Leonardo era un genio, ma non era un genio come Michelangelo e Bernini. Questi ultimi erano geniali nel senso che erano arditi, sfidavano le leggi della tecnica e cercavano di superarsi nell’abilità di realizzazione dell’opera. Leonardo era un genio perché era uno scienziato, cercava non di superare se stesso o un rivale, ma la natura.
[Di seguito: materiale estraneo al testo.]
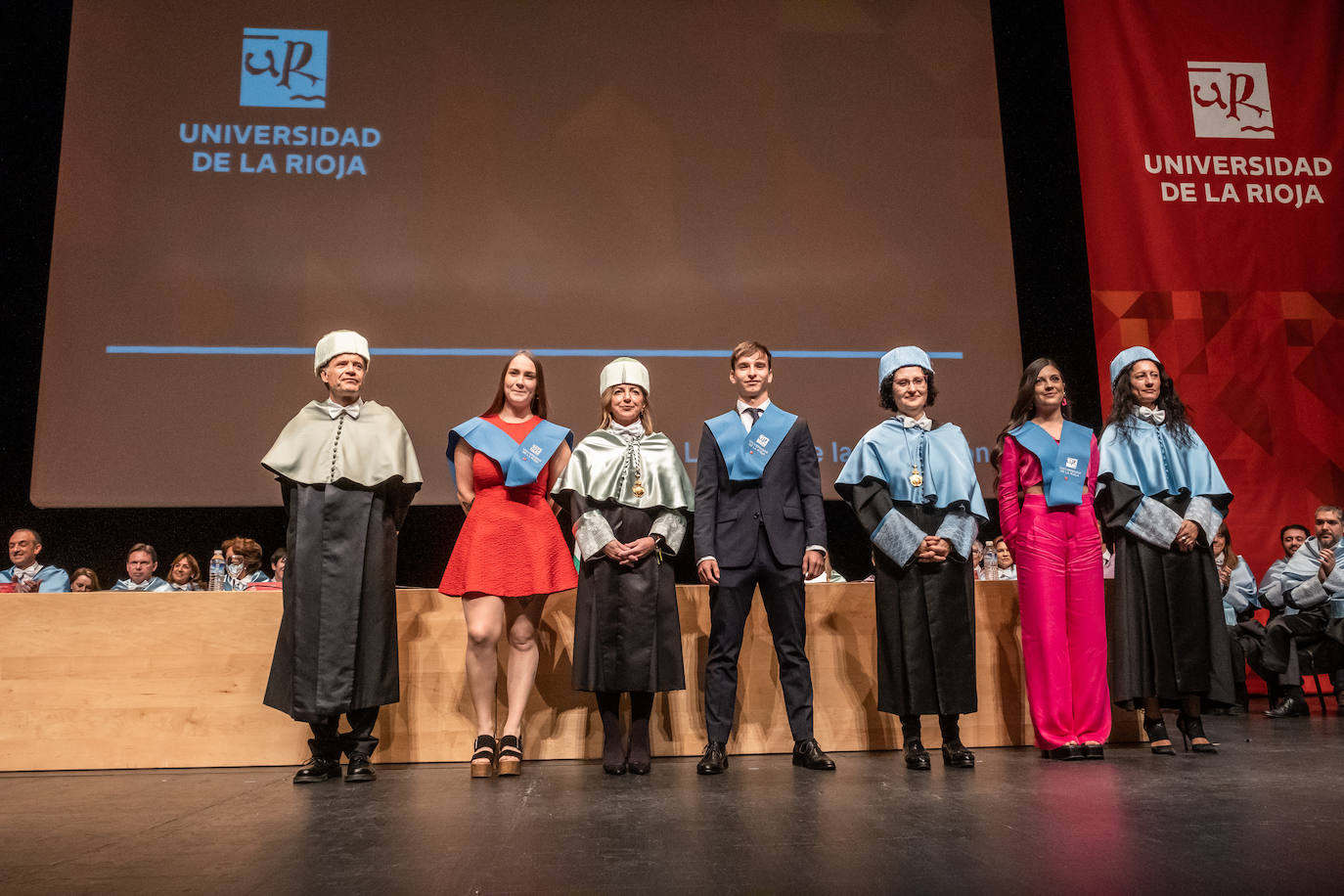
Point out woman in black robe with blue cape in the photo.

Questa sfida continua lo portava a rischiare sempre, anche che un lavoro andasse male, come è accaduto per la Battaglia di Anghiari. Leggendario, potremmo quasi dire mitologico, dipinto murale del Da Vinci, quest’opera ci viene tramandata da copie contemporanee o quasi e rappresenta per molti studiosi una sorta di Santo Graal dell’artista perché non se ne conosce con sicurezza la posizione originaria.

La Battaglia di Anghiari quindi è famosa perché avvolta in un’aurea di mistero e perché, dalle copie e dai commenti di coloro che l’hanno ammirata dal vivo, rappresentava uno dei massimi capolavori di Leonardo per la forza compositiva ed il realismo violento dei personaggi. Eppure è stata un errore. Leonardo infatti non volle dipingerla ad affresco, tecnica sicura e collaudata per quel tipo di prodotto artistico, ma volle sperimentare un metodo ricavato da Plinio: l’encausto, ovvero la pittura a olio su parete. La scelta era motivata dai tempi più lunghi di asciugatura, tempi che gli avrebbero permesso di elaborare le figure adattandosi meglio alla sua tecnica figurativa.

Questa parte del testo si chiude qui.